La comparsa, nelle ultime parole di questo passo, del termine “vocazione” indica una chiara predelineazione di un possibile collegamento con un altro autore che occupa un grande spazio nelle ricerche che Epimeteo sta conducendo e di cui cercheremo di render conto su questo sito, ossia Max Weber, a partire, naturalmente, dal Weber della politica e della scienza come professione. E infatti, anche in Husserl la “vocazione assoluta” ad una vita animata dalla volontà di verità si traduce in “professione”; infatti, “il soggetto che si determina come filosofo sceglie la conoscenza suprema (o filosofia) come fine ultimo assoluto della propria vita e di tutti i suoi desideri, sceglie la filosofia come la propria vera <professione> [Beruf], che egli ha assunto come propria missione, decidendosi per essa una volta per tutte, alla quale egli si è votato assolutamente in quanto io pratico.” (Ivi, p. 15) Ci sarà modo di tornare, nel seguito di queste ricerche, sull’espressione che chiude il passo ora citato, su quell’“io pratico”, che già da solo è un indice chiaro che sfata il mito di un Husserl dedito alla pura teoresi della teoresi, magari esclusivamente in chiave epistemologica, senza alcuna attenzione alla “ragion pratica” ed anzi, a quella “politica”. Per ora restiamo sull’intreccio weberiano tra decisione della volontà, vocazione e professione. Non è casuale allora, che proprio in questo contesto di meditazioni, faccia la sua comparsa un altro termine che indica un tema centrale nelle nostre ricerche, quello di istituzione. Scrive infatti Husserl:

“Egli [il filosofo] necessita di una decisione autentica che lo istituisca, in primo luogo e originariamente, come filosofo. Ha bisogno, per così dire, di un’istituzione originaria, che è un’autocreazione originaria. Nessuno può <andare a finire per caso> nella filosofia.” (Ivi, p. 24)

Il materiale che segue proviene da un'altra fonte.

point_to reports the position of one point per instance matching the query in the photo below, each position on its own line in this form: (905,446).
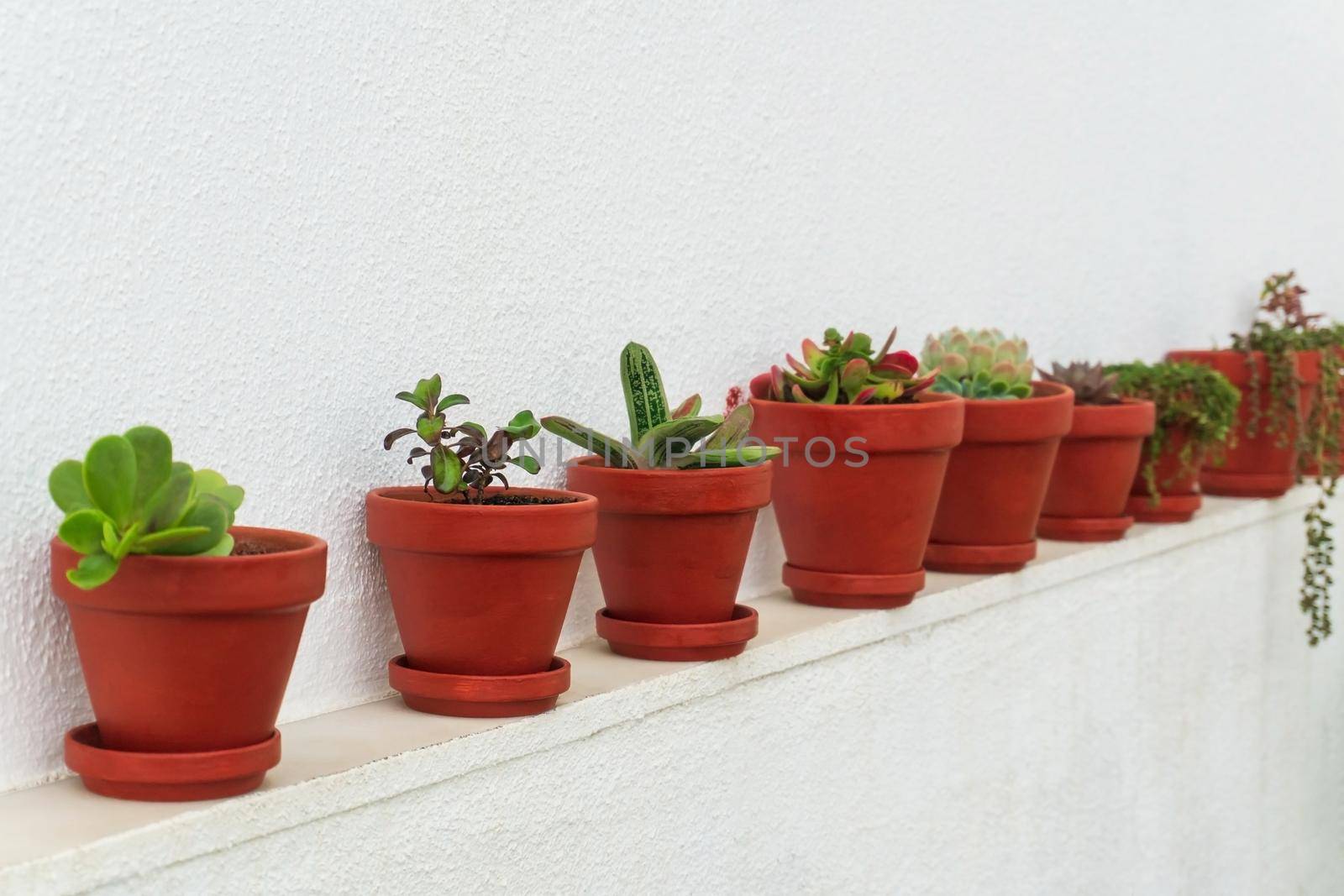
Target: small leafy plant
(1280,329)
(847,371)
(1092,383)
(1189,398)
(662,436)
(979,364)
(461,459)
(129,496)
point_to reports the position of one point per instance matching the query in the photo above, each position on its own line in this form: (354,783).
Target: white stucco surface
(252,224)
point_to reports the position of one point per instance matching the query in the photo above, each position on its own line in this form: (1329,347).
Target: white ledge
(60,839)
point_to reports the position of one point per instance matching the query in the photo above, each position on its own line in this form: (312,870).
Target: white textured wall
(1155,731)
(253,223)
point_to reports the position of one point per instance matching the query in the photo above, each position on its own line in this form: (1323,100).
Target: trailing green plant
(461,459)
(844,371)
(665,437)
(1090,383)
(980,364)
(1283,328)
(1189,398)
(129,496)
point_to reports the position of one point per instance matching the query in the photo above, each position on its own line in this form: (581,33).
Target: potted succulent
(676,510)
(186,625)
(1288,423)
(1196,409)
(998,476)
(480,573)
(1099,458)
(866,446)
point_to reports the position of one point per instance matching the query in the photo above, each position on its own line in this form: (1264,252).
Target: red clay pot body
(188,656)
(1178,484)
(671,546)
(855,528)
(996,483)
(1258,466)
(479,590)
(1095,469)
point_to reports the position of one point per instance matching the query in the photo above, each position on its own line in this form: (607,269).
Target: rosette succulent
(1092,383)
(981,364)
(846,371)
(475,459)
(665,437)
(129,496)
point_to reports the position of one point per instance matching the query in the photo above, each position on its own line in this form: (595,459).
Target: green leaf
(645,402)
(93,570)
(732,430)
(82,530)
(523,426)
(66,486)
(414,399)
(167,506)
(452,401)
(222,548)
(658,443)
(208,513)
(109,476)
(611,449)
(154,463)
(155,542)
(430,427)
(447,468)
(690,407)
(528,463)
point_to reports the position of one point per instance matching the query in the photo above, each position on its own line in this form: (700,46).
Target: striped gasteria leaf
(645,402)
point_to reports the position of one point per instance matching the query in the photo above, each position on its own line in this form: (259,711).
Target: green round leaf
(109,476)
(82,531)
(154,463)
(66,486)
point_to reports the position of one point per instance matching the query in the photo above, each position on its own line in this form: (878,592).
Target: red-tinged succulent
(847,371)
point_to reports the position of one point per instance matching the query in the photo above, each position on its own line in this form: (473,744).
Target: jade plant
(844,371)
(979,364)
(463,459)
(128,496)
(1281,328)
(1092,383)
(665,437)
(1193,399)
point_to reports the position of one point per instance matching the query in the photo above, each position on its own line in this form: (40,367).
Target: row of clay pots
(187,658)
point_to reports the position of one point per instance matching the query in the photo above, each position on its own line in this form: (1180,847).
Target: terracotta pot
(1265,465)
(669,550)
(479,591)
(188,656)
(855,528)
(1178,484)
(996,483)
(1095,470)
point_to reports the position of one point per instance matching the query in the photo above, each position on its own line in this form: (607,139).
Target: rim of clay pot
(1047,414)
(1131,418)
(289,578)
(1231,363)
(933,421)
(167,777)
(400,520)
(729,490)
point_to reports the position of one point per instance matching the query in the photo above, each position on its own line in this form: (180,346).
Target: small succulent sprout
(665,437)
(461,459)
(128,496)
(1092,383)
(847,371)
(979,364)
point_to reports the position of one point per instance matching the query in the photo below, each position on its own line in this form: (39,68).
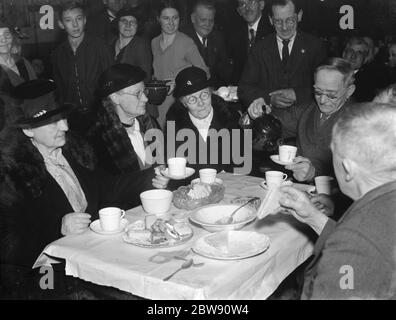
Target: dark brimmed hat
(118,77)
(39,106)
(190,80)
(129,12)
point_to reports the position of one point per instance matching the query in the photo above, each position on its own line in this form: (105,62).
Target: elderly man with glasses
(333,87)
(201,114)
(279,71)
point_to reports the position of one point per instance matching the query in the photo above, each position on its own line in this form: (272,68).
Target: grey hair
(208,4)
(342,66)
(366,133)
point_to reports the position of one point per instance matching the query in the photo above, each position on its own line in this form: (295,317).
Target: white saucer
(284,183)
(219,181)
(275,158)
(95,227)
(189,173)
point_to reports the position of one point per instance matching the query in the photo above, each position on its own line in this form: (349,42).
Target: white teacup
(287,153)
(274,178)
(323,184)
(177,167)
(207,175)
(110,218)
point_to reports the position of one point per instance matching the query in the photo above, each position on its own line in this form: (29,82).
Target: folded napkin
(270,204)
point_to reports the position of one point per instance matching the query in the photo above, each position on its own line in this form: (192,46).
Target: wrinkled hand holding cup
(274,179)
(287,153)
(110,218)
(207,175)
(324,184)
(177,167)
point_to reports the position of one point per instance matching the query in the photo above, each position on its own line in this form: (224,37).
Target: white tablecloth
(107,260)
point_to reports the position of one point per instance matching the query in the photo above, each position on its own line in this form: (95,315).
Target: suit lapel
(297,54)
(274,52)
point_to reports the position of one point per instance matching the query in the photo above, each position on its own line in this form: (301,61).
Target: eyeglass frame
(6,35)
(188,100)
(128,23)
(249,3)
(290,22)
(138,94)
(356,52)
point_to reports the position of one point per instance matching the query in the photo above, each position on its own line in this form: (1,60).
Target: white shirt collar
(280,44)
(202,125)
(200,37)
(255,25)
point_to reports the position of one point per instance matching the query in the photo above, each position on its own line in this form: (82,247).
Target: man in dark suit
(254,27)
(280,68)
(100,22)
(210,43)
(355,257)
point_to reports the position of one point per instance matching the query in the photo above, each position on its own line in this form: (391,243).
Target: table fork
(187,264)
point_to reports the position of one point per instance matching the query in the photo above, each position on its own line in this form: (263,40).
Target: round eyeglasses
(139,94)
(290,22)
(191,100)
(330,96)
(126,22)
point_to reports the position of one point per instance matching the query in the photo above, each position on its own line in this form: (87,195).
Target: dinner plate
(198,180)
(145,242)
(189,173)
(284,183)
(95,226)
(275,158)
(232,245)
(305,187)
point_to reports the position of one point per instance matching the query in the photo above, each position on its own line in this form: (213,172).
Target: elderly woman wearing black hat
(50,187)
(198,109)
(118,137)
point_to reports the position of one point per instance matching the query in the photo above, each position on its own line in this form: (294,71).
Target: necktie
(285,51)
(67,180)
(252,37)
(205,49)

Immediatamente viene in mente un’espressione di Arnold Gehlen, quella di “personalità come istituzione”, ovverosia di un io che ha superato la sua naturalità immediata, ha condotto a termine una messa in forma del suo esistere esattamente sulla base di quei concetti di decisione, vocazione, professione che si sono appena presi in esame e quindi ha saputo configurare una “condotta di vita” (un altro concetto weberiano decisivo) in vista di un fine, di un telos.

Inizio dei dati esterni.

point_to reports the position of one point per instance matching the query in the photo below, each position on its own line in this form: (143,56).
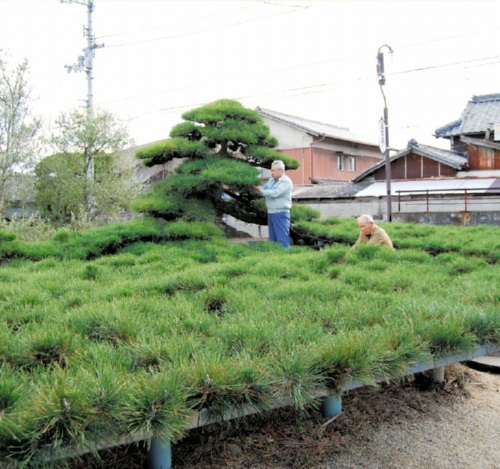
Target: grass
(133,344)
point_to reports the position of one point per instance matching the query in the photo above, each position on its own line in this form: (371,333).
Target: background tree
(19,128)
(222,143)
(64,189)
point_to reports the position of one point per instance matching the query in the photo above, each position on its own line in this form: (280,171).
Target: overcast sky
(312,59)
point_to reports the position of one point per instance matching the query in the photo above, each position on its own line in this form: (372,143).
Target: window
(340,161)
(351,163)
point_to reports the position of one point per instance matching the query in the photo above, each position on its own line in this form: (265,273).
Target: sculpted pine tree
(223,145)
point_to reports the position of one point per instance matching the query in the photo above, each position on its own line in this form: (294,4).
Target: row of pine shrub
(127,332)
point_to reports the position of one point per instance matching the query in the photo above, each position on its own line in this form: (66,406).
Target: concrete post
(160,454)
(331,406)
(438,374)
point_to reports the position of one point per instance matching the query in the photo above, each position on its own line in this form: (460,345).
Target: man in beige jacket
(371,233)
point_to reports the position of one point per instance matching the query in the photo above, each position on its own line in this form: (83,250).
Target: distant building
(327,153)
(477,132)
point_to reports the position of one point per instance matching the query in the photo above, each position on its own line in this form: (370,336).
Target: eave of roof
(480,114)
(315,128)
(454,159)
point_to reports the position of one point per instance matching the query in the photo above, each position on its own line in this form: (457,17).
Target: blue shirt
(278,194)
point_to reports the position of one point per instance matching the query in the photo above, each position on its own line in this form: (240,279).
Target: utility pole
(384,128)
(85,62)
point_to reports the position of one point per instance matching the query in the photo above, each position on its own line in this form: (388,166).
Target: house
(327,153)
(477,132)
(418,161)
(428,184)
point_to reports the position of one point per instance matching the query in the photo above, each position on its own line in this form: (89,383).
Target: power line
(208,29)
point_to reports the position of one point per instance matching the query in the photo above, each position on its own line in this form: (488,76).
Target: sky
(311,59)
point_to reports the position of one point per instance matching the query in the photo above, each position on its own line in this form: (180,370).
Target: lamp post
(384,128)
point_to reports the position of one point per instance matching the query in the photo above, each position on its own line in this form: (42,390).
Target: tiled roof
(480,114)
(315,128)
(330,191)
(454,159)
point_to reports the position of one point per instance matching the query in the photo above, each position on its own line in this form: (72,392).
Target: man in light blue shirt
(278,194)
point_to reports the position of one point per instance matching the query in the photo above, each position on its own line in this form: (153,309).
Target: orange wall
(323,165)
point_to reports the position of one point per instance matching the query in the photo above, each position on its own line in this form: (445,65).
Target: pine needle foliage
(222,144)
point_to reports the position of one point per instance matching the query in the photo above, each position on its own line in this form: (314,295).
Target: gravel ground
(399,425)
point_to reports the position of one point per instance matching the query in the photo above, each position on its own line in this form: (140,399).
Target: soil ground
(407,424)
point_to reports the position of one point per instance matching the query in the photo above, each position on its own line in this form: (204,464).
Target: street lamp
(384,128)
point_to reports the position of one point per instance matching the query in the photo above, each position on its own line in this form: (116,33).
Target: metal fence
(446,199)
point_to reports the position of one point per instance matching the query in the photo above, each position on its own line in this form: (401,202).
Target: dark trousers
(279,228)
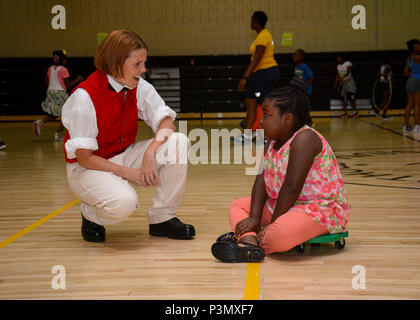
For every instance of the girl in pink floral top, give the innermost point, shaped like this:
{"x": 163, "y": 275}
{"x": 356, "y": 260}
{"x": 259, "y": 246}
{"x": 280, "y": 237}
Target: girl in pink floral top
{"x": 299, "y": 195}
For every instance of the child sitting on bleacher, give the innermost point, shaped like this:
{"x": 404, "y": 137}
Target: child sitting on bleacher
{"x": 346, "y": 85}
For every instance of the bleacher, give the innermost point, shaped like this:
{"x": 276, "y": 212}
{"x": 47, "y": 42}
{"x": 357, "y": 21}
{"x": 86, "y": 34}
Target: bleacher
{"x": 203, "y": 83}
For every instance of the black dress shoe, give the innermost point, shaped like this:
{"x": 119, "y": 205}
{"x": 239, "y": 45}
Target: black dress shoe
{"x": 172, "y": 228}
{"x": 92, "y": 232}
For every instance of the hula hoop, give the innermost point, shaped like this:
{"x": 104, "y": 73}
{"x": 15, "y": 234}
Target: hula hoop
{"x": 374, "y": 105}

Come è noto, uno degli snodi fondamentali della fenomenologia trascendentale husserliana è quello rappresentato dall’epoché, intesa non solo come sospensione del giudizio, ma soprattutto come radicale “messa fuori circuito” del mondo. Ebbene, si potrebbe sostenere allora che l’Europa della seconda guerra dei trent’anni ha subito, per così dire in modo del tutto involontario, una tale epoché, una sorta di “riduzione” al nulla politico del proprio “mondo circostante”. Si tratta allora di interrogare questo evento involontario, di farlo proprio a partire da una volontà di verità che vuole  indagare la possibilità che quella riduzione al nulla possa essere trasformata in una riduzione all’eidos dell’ego trascendentale e dell’intersoggettività europea come il nucleo irriducibile di un senso della storia dell’umanità europea che, nonostante la catastrofe, è ancora in grado di generare vita politica, comunità politica, Lebenswelt in senso politico, ossia contrapposto all’American way of life.